The new policy agreed on by Coach and the plaintiffs in both the Muhammad and Bostic cases retains numerical criteria for assessing drivers with non-insulin-treated diabetes. But in no event are drivers suspended or rejected for hiring based on a single test result, without the ability to provide additional medical and other evidence demonstrating their ability to manage their diabetes and to drive safely. AFL, the ADA and Coach USA all are hopeful the new policy can provide a model for other transportation firms with employment policies concerning employees with diabetes that do not as carefully employ sound science and sensitivity to safety.

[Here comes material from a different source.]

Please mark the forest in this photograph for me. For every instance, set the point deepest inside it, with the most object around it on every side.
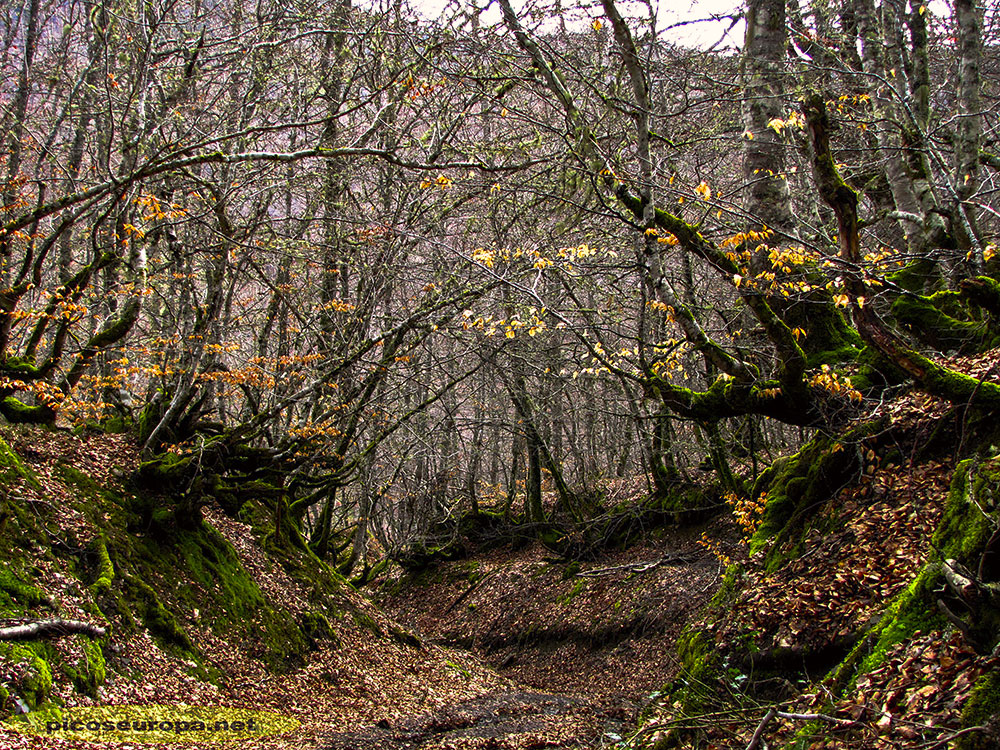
(365, 296)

AFL attorneys represented the plaintiffs in conjunction with local counsel Robert Hermann and Glen Savits, and disability law expert Gregory Paul.
What’s at Stake
The successful resolution of this case has far-reaching implications for older workers. The incidence of diabetes increases dramatically with age. More than half of the 26 million Americans estimated to have diabetes are over age 60, and of people age 65 and above nearly 20% have diabetes of some type – most, like the plaintiffs in the two cases, treat their condition with oral medication, rather than insulin. Moreover, many other older workers have chronic conditions and/or disabilities other than diabetes that may subject them to difficulties at work due to employers who rely on outdated or uninformed scientific or medical criteria in evaluating such workers’ ability to do the job.
Muhammad v. Stagecoach and Bostic v. Coach USA (in N.J. Superior Court and the U.S. District Court for the Northern District of Ill. respectively) both were settled and dismissed in January, 2014.